Ed Sheeran zieht die Massen an
Ed Sheeran beschallte mit Gitarre und Loopstation das Letzigrund-Stadion. Rund 96'000 besuchen die beiden Konzerte.

Ed Sheeran weiss, was er macht. Denn bei jedem Konzert auf seiner längst ausverkauften Europatournee tut der bestbezahlte Musiker der Gegenwart genau das Gleiche. Abweichungen von der 17 Stücke starken Setliste des britischen Singer-Songwriters beschränken sich auf winzige Rochaden, müssen die Licht- und Videotechniker zu jedem Stück die passende Stimmung schalten.
Allerdings ist Sheerans Einstieg in das erste von zwei Konzerten im Letzigrund-Stadion durchaus mutig, verheizt er gleich zwei Publikumsfavoriten. Mit «Castle On The Hill» spielt Sheeran einen der Singles aus seinem letzten Werk «÷» (laut Streamingdienst Spotify das meistgestreamte Album im vergangenen Jahr); mit «The A Team» folgt bald darauf sein vielleicht schönster Song, der ihm im Jahr 2011 seinen ersten Hit bescherte. Weniger selbstbewusste Musiker und Musikerinnen hätten diese Songs für die Zielgerade aufbewahrt.
Bald erweist sich der 27-Jährige, der nur mit Gitarre und Loopstation ausgestattet vor das Mikrofon tritt, als gewiefter Moderator. Er bedankt sich bei den 48 000 Zuschauern und Zuschauerinnen im Letzigrund für die Unterstützung und feuert sie dann zum Mitsingen und Mittanzen an. «Hier geht es darum, etwas gemeinsam zu erarbeiten», sagt er. «Heute Abend seid ihr meine Begleitband.» Später schliesst er auch die Boyfriends und Superdads ein, die nur aus Pflichtbewusstsein ihren Freundinnen oder Kindern gegenüber ans Konzert gekommen sind.
Souveräne Gesangslinien
Mit seiner Loopstation türmt Sheeran souverän Gesangslinien, Gitarrenakkorde und live generierte Beats aufeinander, bis er wie eine ganze Band klingt. Bei seinen Vokalharmonien zwischen bebendem Tenor und klagendem Falsett sitzt jede Note, sein Gitarrenspiel ist treibend und rhythmisch vertrackt. Mit dieser Technik gelingt es dem blassen Engländer, einige seiner Stücke zu veredeln. «New Man», eigentlich eine dürftig amüsante Bagatelle über den ach so perfekten neuen Lover der Ex-Freundin, mutiert am Freitagabend zum R'n'B-Kracher.
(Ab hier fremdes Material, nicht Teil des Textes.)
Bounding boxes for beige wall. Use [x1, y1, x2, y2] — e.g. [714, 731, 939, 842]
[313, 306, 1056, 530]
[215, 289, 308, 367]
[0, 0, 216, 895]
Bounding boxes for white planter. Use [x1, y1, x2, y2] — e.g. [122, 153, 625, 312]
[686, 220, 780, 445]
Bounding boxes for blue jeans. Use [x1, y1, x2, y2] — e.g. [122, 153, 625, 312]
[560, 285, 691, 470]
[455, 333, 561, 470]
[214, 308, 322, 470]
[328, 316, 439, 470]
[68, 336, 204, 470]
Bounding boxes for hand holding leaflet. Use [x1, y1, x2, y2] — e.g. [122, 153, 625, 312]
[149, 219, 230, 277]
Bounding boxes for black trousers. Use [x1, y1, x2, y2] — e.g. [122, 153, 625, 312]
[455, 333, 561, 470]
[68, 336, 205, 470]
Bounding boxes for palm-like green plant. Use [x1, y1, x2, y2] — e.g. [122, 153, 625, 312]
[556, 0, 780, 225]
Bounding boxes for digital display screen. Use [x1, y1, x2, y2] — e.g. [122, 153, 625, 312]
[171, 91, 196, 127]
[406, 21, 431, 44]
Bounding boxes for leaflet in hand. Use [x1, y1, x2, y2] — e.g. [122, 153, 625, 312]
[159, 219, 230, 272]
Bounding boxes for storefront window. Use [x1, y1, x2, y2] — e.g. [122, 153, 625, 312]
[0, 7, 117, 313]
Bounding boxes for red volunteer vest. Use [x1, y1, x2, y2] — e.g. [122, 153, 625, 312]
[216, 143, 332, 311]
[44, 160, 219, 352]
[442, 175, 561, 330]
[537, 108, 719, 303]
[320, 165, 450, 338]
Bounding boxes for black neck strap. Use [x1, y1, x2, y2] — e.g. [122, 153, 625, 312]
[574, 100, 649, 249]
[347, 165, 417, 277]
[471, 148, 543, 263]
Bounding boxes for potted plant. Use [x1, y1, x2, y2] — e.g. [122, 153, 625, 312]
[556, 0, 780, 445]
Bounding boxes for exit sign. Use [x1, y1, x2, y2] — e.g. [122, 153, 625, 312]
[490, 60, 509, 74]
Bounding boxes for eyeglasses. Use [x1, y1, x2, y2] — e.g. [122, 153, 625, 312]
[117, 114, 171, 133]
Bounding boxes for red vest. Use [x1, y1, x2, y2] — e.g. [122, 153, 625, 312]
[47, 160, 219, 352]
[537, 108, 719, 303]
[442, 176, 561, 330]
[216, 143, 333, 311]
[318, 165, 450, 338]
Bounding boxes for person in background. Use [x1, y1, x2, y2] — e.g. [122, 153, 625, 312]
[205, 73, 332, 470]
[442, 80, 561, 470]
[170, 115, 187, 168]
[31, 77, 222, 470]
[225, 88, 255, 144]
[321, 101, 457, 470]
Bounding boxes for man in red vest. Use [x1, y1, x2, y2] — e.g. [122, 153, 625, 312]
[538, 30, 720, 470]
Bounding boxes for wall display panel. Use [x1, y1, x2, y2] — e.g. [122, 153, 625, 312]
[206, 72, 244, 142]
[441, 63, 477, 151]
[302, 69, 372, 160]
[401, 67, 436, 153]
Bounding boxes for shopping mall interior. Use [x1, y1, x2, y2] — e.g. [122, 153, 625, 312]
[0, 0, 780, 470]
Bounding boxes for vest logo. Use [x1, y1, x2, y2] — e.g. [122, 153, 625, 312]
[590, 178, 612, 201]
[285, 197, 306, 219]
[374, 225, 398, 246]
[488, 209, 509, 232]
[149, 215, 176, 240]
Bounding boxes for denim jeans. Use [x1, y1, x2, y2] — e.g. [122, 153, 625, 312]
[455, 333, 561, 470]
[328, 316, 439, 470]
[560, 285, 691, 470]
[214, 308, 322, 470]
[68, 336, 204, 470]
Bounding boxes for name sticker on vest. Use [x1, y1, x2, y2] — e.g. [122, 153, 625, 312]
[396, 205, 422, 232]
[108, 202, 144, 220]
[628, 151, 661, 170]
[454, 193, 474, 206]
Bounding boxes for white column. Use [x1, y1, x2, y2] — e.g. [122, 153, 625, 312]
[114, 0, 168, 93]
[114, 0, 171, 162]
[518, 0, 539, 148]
Ansonsten lässt das Repertoire zu wünschen übrig. Gegen Ende stimmt Sheeran gar viele Balladen an, die sich melodisch, rhythmisch oder inhaltlich kaum auseinanderhalten lassen. Eine Schwäche, über die das grossartige Publikum hinweghilft: Es singt Stücke wie «Perfect» textsicher mit, tanzt und jubelt, wenn Sheeran es dazu auffordert – da kann er sich schon etwas Arroganz erlauben. «Wenn ihr die Worte zu diesem Song nicht kennt, seid ihr am falschen Konzert», leitet er «Thinking Out Loud» augenzwinkernd ein.
Im Zugabenblock gelingt es Sheeran, das verloren gegangene Momentum aufzufangen: Das hüpfende «Shape Of You» ist der grosse Hit aus «÷», auf den das Publikum gewartet hat, für das finale «You Need Me» rappt sich Sheeran schier in Rage: Die Samples scheinen ihm nur so um die Ohren zu fliegen.
Hier wirkt Sheeran endlich selbstvergessen, das aber gar spät. Zu selten gewährt dieser Routinier einen persönlicheren Einblick in sein Songmaterial; zeitweilen bildet Sheeran mit seiner Abgeklärtheit einen Schutzwall, der die vordergründige Verletzlichkeit seiner Songs widerspricht. Ed Sheeran gibt sich emotional, aber live gibt er von sich gar wenig preis.